Successful companies such as Vadatech, FDM4, International, Aldec, K2 Energy and Datanamics, along with emerging startups Human Link Software, Lucine Biotechnology and Quertle, are helping to carry on a good name for Henderson in the tech community.
Quertle, a biomedical search engine, relocated from Boulder, Colo. to Henderson two years ago. The Henderson Economic Development Division made the move easy, said Jeff Saffer, Quertle president.
“We liked the feel of Henderson,” said Vicki Burnett, executive vice president. “It’s really been a good environment to bring new businesses now.”
“I think it’s a great opportunity. There’s a lot of space to have tech-based companies,” Saffer added. “Without the support from the city, it wouldn’t happen.”
The Henderson Business Resource Center, operated by the Henderson Chamber of Commerce, gives companies a place to get started on their entrepreneurial efforts. And there is plenty of room for technology. In fact, it’s where K2 Energy got its start in Henderson. Recognized by Inc. Magazine in 2011 as number 79 on its fastest growing privately held U.S. Companies list, K2Energy has worked on futuristic projects such as the electric Shelby Cobra EV, Chevy Aveo EV and Ebike.
“Technology is the future of business in Henderson. It’s a big part of the economic climate the city has produced,” said Scott Muelrath, president and CEO of the Henderson Chamber of Commerce. “We’re excited to welcome more technology firms of all types in the future.”
For quite some time, Henderson has been anchored by a diverse base of manufacturing and logistics companies such as Levi Strauss & Co., Ethel M. Chocolates, Ocean Spray, Berry Plastics, Timet and Good Humor-Breyers Ice Cream. On the horizon, Henderson anticipates accommodating additional businesses in these sectors as new business parks begin to take shape.

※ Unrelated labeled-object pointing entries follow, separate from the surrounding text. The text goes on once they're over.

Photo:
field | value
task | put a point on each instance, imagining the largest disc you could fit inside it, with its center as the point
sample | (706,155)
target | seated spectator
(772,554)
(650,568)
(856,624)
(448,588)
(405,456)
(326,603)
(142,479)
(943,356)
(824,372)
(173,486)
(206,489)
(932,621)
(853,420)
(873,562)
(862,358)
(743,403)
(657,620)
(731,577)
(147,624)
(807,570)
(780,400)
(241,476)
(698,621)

The South 15 Airport Center is one of the first major projects to take shape and will commence this year.
The 150-acre, master-planned office and industrial park will be located between the Henderson Executive Airport and the M Resort. The footprint includes 14 buildings, between 33,000 and 400,000 square feet each, with a total of 2.2 million square feet.
The project will be completed in three to four phases with the first phase finished in late 2013 and the second in mid-2014. The first occupant will be a Fortune 100 company, and the name will be released once all contracts are finalized, said Doug Roberts, partner with Panattoni Development Company.

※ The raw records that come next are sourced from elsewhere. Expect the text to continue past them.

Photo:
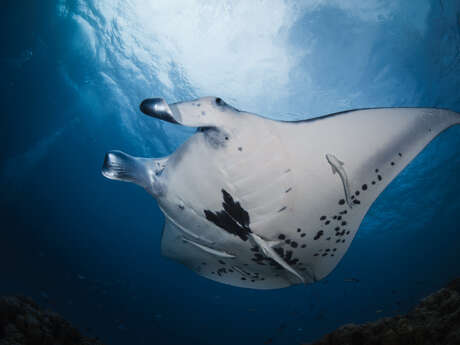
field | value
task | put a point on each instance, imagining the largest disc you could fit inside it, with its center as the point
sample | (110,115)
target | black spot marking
(318,235)
(233,218)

“We’ve laid out a plan,” Roberts added. “We’re going to tailor those buildings to the tenant or the buyer.”
The Las Vegas Valley’s south end will continue to attract business because of its proximity to Southern California and McCarran International Airport. The land value and location, coupled with the ease of doing business with the City of Henderson, will draw more companies and projects in the future, Roberts said.
South 15 Airport Center has the ability to produce “hundreds, if not thousands, of jobs” for the local economy, Roberts added.
“It’s an opportunity for us to bring good jobs to the Henderson area just to have the land available to us,” Roberts said. “I think the future is an employment base for the city that’s sustainable. You can’t beat the location, and companies will want to be in the area because of that.”